U.S. President Donald Trump's administration created a nearly $1.8 billion fund to settle claims that the Justice Department improperly targeted his political allies in exchange for the president voluntarily dismissing his $10 billion lawsuit against the Internal Revenue Service.
The settlement creates an "Anti-Weaponization Fund" that will pay out legal claims to people who show they suffered "weaponization and lawfare" by the U.S. government.
The Justice Department said there are no partisan requirements to file a claim, but those terms have frequently been used by Trump and his allies to describe the criminal cases against them, including those who stormed the U.S. Capitol on January 6, 2021.
“The machinery of government should never be weaponized against any American, and it is this Department’s intention to make right the wrongs that were previously done while ensuring this never happens again,” Acting Attorney General Todd Blanche said in a statement.

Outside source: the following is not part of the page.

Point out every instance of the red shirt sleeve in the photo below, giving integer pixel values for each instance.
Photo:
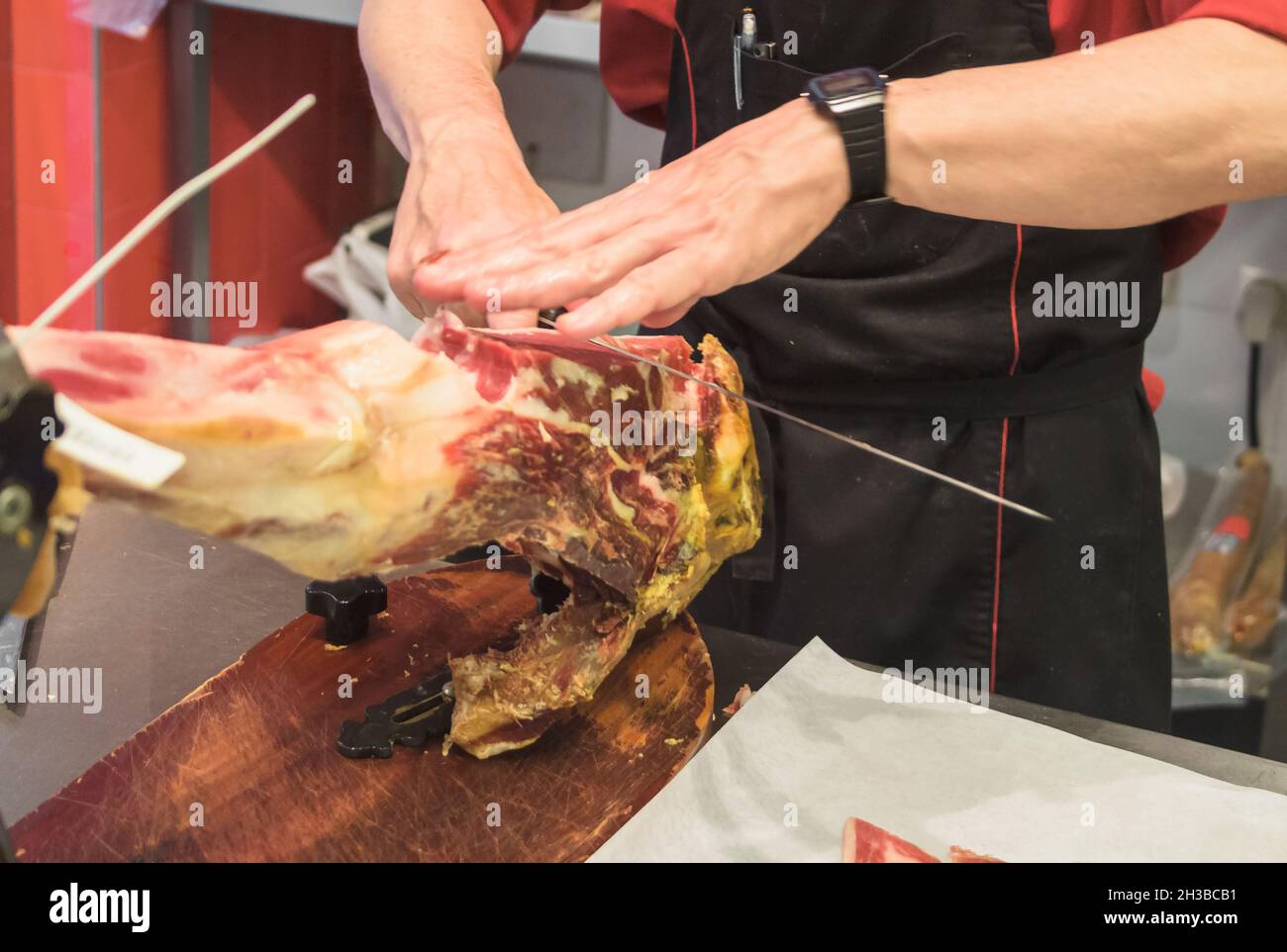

Blanche, a former personal lawyer to Trump who defended him in three criminal cases, will appoint four of the five members of the commission who will decide the merits of the claims.
Trump, his adult sons Donald Trump Jr. and Eric Trump, and the Trump Organization, sued the IRS in January, arguing the agency should have done more to prevent a former contractor from disclosing their tax returns to media outlets during the president's first term.

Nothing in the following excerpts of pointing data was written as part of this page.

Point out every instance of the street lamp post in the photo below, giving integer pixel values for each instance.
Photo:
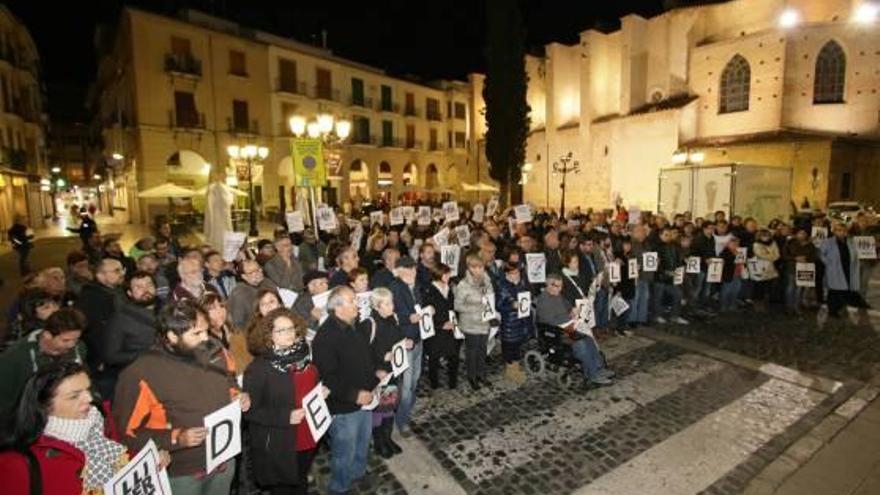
(331, 132)
(566, 165)
(249, 154)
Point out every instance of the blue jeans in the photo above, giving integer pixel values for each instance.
(638, 306)
(408, 383)
(349, 444)
(600, 307)
(661, 291)
(586, 351)
(729, 293)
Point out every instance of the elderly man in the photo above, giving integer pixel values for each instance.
(554, 310)
(98, 302)
(192, 283)
(244, 295)
(283, 268)
(342, 356)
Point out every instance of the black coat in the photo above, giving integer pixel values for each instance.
(272, 437)
(443, 343)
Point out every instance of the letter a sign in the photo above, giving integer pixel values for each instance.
(224, 435)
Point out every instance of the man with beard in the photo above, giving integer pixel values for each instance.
(165, 394)
(132, 330)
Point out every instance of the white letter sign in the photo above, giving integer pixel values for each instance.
(224, 435)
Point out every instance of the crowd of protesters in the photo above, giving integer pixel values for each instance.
(115, 350)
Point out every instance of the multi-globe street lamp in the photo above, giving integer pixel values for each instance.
(248, 155)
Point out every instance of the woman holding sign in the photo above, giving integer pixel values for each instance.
(59, 431)
(280, 375)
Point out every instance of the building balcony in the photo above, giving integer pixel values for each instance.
(184, 64)
(290, 87)
(325, 93)
(186, 120)
(243, 126)
(364, 102)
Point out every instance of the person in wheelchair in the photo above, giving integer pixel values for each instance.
(554, 310)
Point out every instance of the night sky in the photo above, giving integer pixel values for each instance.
(439, 39)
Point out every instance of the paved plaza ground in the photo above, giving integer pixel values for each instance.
(754, 403)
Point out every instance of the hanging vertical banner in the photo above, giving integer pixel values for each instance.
(308, 162)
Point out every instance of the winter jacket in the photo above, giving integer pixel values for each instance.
(161, 393)
(469, 294)
(22, 361)
(285, 276)
(443, 343)
(60, 468)
(513, 328)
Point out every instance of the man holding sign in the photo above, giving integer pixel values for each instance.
(343, 357)
(153, 383)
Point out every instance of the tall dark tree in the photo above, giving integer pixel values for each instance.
(507, 112)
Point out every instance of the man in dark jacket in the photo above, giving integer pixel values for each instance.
(132, 329)
(343, 357)
(98, 301)
(407, 295)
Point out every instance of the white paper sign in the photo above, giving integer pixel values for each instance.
(523, 304)
(326, 218)
(633, 268)
(450, 211)
(317, 413)
(232, 242)
(714, 270)
(409, 213)
(492, 206)
(295, 221)
(522, 213)
(488, 308)
(613, 272)
(742, 253)
(426, 322)
(362, 299)
(866, 247)
(396, 216)
(399, 358)
(619, 305)
(463, 233)
(805, 274)
(536, 268)
(479, 213)
(678, 276)
(223, 441)
(650, 261)
(288, 297)
(141, 475)
(693, 264)
(450, 255)
(456, 330)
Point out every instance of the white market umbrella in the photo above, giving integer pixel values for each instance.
(167, 190)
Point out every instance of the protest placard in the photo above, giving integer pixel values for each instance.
(232, 243)
(522, 213)
(536, 268)
(295, 221)
(141, 475)
(223, 441)
(399, 358)
(805, 274)
(523, 304)
(714, 270)
(692, 264)
(650, 261)
(866, 247)
(317, 413)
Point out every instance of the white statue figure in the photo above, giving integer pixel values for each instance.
(218, 214)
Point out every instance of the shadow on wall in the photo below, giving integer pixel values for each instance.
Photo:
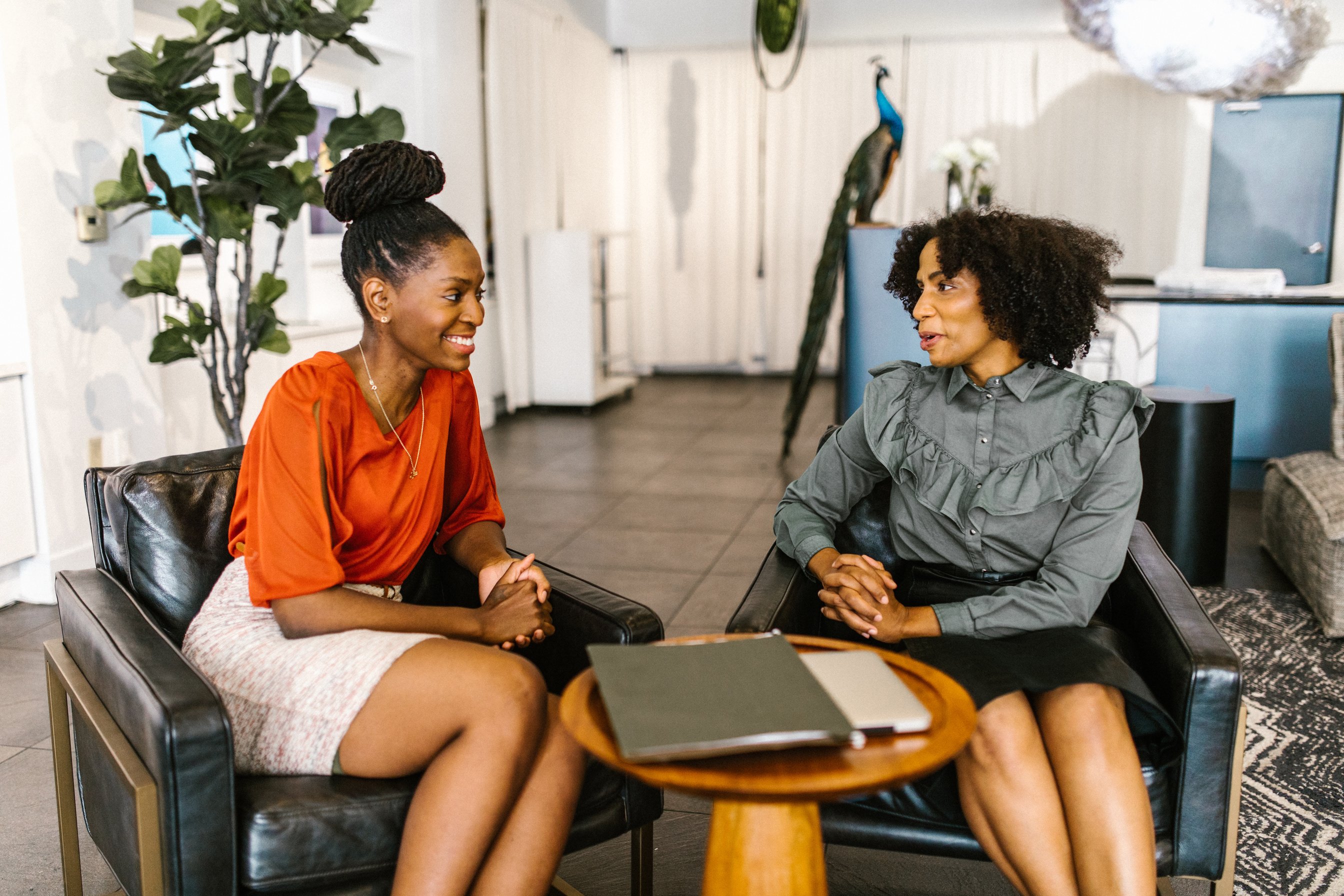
(1109, 150)
(110, 405)
(680, 147)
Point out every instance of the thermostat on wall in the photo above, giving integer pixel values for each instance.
(90, 224)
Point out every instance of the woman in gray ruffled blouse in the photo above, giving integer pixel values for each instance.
(1014, 490)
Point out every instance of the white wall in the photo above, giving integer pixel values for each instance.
(88, 343)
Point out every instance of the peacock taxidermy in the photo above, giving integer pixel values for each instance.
(864, 182)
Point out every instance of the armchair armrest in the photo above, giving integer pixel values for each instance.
(582, 613)
(782, 597)
(174, 720)
(1198, 680)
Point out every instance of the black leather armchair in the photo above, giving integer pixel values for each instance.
(154, 748)
(1180, 654)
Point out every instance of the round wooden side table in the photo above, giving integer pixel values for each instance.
(765, 834)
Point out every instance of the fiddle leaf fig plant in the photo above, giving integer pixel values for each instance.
(241, 120)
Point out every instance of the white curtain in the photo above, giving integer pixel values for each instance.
(1077, 138)
(548, 128)
(696, 126)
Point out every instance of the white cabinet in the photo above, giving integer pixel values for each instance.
(18, 528)
(576, 322)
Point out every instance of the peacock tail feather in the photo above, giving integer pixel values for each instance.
(824, 282)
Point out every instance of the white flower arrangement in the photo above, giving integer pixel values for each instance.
(954, 154)
(966, 164)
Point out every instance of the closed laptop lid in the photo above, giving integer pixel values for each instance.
(868, 692)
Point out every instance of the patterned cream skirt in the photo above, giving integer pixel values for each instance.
(290, 702)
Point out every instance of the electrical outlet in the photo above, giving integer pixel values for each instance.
(90, 224)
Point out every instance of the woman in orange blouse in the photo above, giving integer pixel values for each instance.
(358, 462)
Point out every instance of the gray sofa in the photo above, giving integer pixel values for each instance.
(1303, 515)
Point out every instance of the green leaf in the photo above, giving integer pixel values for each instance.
(268, 289)
(226, 220)
(208, 18)
(218, 142)
(128, 188)
(274, 342)
(135, 289)
(164, 183)
(132, 182)
(158, 274)
(326, 26)
(360, 49)
(290, 114)
(352, 10)
(171, 344)
(358, 130)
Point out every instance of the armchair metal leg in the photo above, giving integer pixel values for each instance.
(642, 862)
(1225, 884)
(72, 872)
(66, 680)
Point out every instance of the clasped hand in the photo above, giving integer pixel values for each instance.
(860, 593)
(514, 604)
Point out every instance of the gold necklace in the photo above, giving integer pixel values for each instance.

The case arose from former IRS contractor Charles Littlejohn's leak of Trump's tax returns to media outlets, including the New York Times and ProPublica, in 2019 and 2020.

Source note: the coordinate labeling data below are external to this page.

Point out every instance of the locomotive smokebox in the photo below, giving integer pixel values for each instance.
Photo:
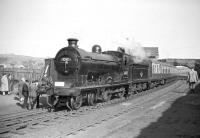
(72, 42)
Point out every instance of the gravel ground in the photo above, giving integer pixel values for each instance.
(177, 116)
(172, 112)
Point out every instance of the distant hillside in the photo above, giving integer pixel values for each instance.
(20, 61)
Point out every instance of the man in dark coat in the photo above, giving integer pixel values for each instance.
(33, 94)
(25, 92)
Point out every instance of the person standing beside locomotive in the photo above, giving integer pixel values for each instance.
(32, 94)
(23, 92)
(4, 84)
(192, 79)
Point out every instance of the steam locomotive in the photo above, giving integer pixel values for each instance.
(75, 76)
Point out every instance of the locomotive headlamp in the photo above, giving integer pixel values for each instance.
(72, 42)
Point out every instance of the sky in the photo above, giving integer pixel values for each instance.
(39, 28)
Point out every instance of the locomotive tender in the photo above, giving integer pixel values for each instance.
(75, 76)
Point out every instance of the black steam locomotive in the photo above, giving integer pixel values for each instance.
(75, 76)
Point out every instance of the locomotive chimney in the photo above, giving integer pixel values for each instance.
(72, 42)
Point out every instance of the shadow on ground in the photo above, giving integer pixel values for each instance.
(42, 102)
(181, 120)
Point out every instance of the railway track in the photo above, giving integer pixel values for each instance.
(17, 124)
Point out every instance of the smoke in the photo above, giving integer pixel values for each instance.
(135, 49)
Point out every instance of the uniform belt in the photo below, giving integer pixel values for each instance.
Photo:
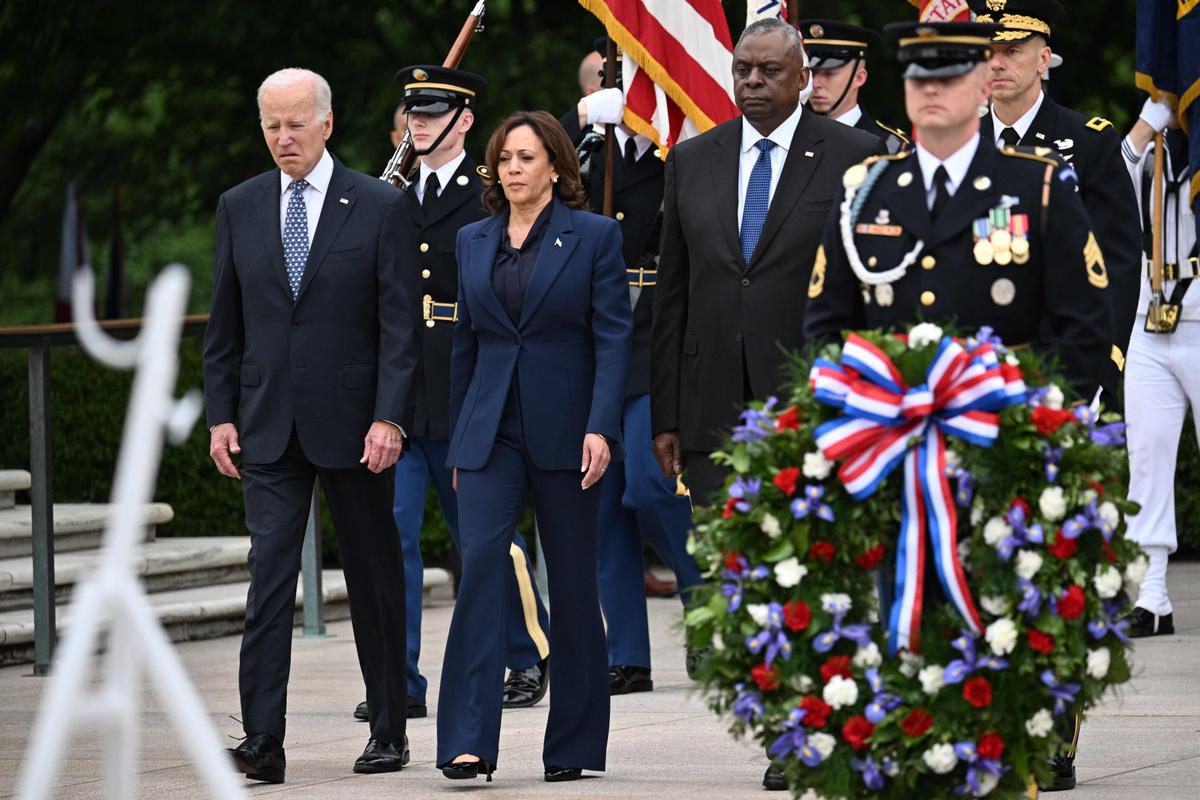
(641, 276)
(438, 312)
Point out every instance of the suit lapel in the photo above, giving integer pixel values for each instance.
(334, 214)
(557, 246)
(798, 169)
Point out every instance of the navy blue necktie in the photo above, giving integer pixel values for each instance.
(295, 236)
(754, 212)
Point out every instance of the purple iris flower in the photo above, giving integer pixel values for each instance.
(958, 669)
(813, 503)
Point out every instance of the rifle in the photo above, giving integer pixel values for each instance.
(401, 164)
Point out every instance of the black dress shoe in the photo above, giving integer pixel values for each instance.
(526, 687)
(259, 757)
(383, 756)
(774, 780)
(415, 710)
(628, 680)
(1146, 623)
(559, 774)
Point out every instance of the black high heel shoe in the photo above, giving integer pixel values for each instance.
(468, 770)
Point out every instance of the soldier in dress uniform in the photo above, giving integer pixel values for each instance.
(959, 230)
(636, 500)
(444, 197)
(838, 60)
(1021, 113)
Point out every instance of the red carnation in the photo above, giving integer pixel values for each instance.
(917, 722)
(766, 677)
(816, 711)
(977, 692)
(1071, 603)
(869, 559)
(786, 477)
(822, 551)
(789, 419)
(990, 745)
(1041, 642)
(1048, 420)
(797, 615)
(857, 731)
(1063, 548)
(835, 666)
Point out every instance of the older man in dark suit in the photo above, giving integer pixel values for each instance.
(743, 212)
(309, 365)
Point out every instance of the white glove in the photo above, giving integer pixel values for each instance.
(1156, 114)
(604, 107)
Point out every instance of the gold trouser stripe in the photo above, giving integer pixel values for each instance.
(528, 601)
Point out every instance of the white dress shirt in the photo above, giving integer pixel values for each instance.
(444, 173)
(1021, 126)
(783, 138)
(957, 167)
(313, 194)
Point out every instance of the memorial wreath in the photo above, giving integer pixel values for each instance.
(917, 569)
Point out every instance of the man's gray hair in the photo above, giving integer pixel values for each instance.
(322, 95)
(773, 24)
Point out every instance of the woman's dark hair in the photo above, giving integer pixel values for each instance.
(558, 145)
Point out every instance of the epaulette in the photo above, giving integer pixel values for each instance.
(894, 132)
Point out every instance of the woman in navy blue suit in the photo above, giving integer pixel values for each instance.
(537, 385)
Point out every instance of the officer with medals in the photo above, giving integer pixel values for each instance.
(445, 196)
(838, 60)
(636, 500)
(1021, 113)
(959, 230)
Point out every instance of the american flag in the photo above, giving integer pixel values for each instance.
(677, 70)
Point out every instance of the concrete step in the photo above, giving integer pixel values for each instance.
(12, 481)
(186, 614)
(77, 525)
(163, 565)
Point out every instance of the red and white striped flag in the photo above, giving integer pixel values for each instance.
(678, 65)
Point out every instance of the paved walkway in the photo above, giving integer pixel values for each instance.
(1144, 744)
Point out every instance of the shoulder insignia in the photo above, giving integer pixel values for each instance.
(1093, 259)
(816, 283)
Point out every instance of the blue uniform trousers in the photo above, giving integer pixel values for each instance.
(639, 501)
(527, 623)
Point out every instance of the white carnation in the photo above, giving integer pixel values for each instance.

These returns showed that Trump paid little or no income taxes in many years, the Times reported in 2020.
Prosecutors charged Littlejohn in 2023 with leaking tax records of Trump and thousands of other wealthy Americans to the media, saying he was motivated by a political agenda. Littlejohn later pleaded guilty to improper disclosures, and a judge sentenced him to five years in prison.
Trump filed the lawsuit personally, not in his official capacity as president.
The litigation against the IRS raised novel legal questions, including conflicts of interest, about whether a president can sue his own government.
Under the U.S. Constitution, federal courts may only hear genuine disputes between litigants with opposing stakes in the outcome.
U.S. District Court Judge Kathleen Williams in Miami, who oversees Trump's lawsuit, wrote last month that it was unclear whether the parties to the lawsuit were "truly antagonistic to each other."
Williams had set a court hearing for May 27 to hear arguments on whether she should dismiss the case on those grounds.